AI-Powered Sports Analytics Platform for Fanalyze
The Problem
Fantasy sports and sports analytics platforms were drowning in data but starving for insight. Fans, analysts, and fantasy league players had access to raw statistics — but turning those numbers into actionable predictions required hours of manual research, spreadsheet wrangling, and cross-referencing multiple sources.
Fanalyze came to us with a vision: an AI-powered chatbot that could answer natural language questions about NFL players and games using live data — and respond with not just text, but charts, tables, and predictions.
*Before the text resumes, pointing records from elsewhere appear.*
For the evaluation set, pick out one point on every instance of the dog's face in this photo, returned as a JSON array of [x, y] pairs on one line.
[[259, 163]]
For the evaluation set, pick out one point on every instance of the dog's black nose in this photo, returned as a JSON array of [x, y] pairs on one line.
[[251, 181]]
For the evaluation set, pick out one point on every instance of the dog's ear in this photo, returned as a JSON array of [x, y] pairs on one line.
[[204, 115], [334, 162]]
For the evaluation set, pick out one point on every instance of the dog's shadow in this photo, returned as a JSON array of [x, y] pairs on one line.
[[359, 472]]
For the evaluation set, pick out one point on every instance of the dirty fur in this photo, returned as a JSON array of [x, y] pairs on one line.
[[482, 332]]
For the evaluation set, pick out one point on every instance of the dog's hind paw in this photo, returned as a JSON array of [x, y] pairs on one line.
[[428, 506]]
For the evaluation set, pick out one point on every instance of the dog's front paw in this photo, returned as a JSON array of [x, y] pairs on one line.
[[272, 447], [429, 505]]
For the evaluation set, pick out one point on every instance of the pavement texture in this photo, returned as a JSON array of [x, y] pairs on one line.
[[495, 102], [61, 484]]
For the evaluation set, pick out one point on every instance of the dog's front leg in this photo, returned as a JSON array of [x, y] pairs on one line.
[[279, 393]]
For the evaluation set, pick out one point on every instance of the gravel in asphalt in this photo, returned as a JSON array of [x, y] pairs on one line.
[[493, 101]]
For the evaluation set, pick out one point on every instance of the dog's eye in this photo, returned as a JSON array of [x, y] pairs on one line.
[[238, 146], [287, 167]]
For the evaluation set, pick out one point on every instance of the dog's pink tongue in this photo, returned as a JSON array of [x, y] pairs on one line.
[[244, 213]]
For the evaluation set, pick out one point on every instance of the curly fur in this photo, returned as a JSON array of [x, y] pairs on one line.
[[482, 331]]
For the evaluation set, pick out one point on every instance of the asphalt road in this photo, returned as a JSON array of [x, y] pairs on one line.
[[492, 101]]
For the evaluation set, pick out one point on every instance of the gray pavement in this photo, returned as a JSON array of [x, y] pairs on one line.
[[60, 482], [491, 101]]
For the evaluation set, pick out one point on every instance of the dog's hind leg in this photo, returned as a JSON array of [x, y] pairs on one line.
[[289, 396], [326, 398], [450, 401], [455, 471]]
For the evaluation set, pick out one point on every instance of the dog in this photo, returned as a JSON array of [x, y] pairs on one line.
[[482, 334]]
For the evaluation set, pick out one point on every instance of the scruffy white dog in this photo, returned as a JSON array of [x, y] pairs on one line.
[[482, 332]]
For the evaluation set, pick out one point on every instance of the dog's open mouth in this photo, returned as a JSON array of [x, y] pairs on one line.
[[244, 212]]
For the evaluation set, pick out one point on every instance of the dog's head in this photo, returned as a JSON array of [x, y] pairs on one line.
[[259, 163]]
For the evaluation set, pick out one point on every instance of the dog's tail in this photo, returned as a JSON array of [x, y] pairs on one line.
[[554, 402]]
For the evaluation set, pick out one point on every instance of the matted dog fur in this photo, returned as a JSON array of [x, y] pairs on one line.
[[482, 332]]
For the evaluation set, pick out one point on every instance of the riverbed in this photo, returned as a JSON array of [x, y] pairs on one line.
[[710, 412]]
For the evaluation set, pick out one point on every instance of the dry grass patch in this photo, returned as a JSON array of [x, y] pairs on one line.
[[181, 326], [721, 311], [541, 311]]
The system needed to pull from external APIs updated every few hours and respond to queries using real-time data — not stale training data from a base model.
Context
Fanalyze operated in the sports technology space where speed and accuracy are everything. Their target users — fantasy league players and sports analysts — needed trustworthy, up-to-date information they could act on immediately.
The challenge wasn't just building an AI chatbot. It was building one that could reason over live data, generate visual outputs, and handle the nuance of sports-specific queries ("Compare Mahomes vs. Allen this season in away games").
Approach
Data Infrastructure
We built a robust data pipeline that connected to external sports APIs, pulling player stats, game schedules, team trends, and historical performance data. The system was designed to refresh every few hours, ensuring users could trust the data without hesitation.
We chose Supabase as the database layer for its real-time capabilities and built the ingestion pipeline as serverless functions that ran on a schedule.
RAG & AI Engine
The core of the platform was a retrieval-augmented generation system built on OpenAI's API. Rather than relying on the LLM's training data, every response was grounded in Fanalyze's proprietary database of live statistics.
We implemented:
- Structured retrieval over player stats, game logs, and season trends
- Context-aware query parsing that understood sports-specific language
- A prediction engine fine-tuned on large historical datasets
The prediction engine required careful fine-tuning — sports data is highly contextual and a naive model would produce confidently wrong answers. We built evaluation pipelines to catch and correct hallucinations before they reached users.
Data Visualization
One of the most technically challenging features: the AI could generate charts and data visualizations dynamically based on its response. We achieved this through extensive LLM fine-tuning on open-source visualization libraries, giving the model the ability to produce charts for any kind of data — team trends, season stats, player comparisons.
Frontend & Launch
Built the user-facing application with React and Chakra UI, backed by a Node.js API layer. The interface featured player search, position filtering, real-time stat tables, Twitter feed integration, and the AI chat interface front and center.
Architecture
The tech stack was chosen for speed and real-time capability:
- Frontend: React with Chakra UI for rapid, accessible UI development
- Backend: Node.js serverless functions handling API orchestration
- Database: Supabase for real-time data sync and structured storage
- AI Layer: OpenAI API with RAG retrieval over Supabase, custom fine-tuned models for predictions and visualization
- Data Pipeline: Scheduled serverless jobs pulling from external sports APIs
Results
Fanalyze launched in beta and saw immediate traction. According to initial user feedback, they observed almost 70% improvement in their decision-making process. Users were analyzing player performance in minutes instead of hours, and the data visualization capabilities helped them spot trends that were previously invisible in raw stat tables.
Next Steps
We continue to work with Fanalyze, iterating based on user feedback and expanding the platform's capabilities. The AI models are continuously improving as they ingest more data, and the team is exploring expansion beyond NFL into additional sports leagues.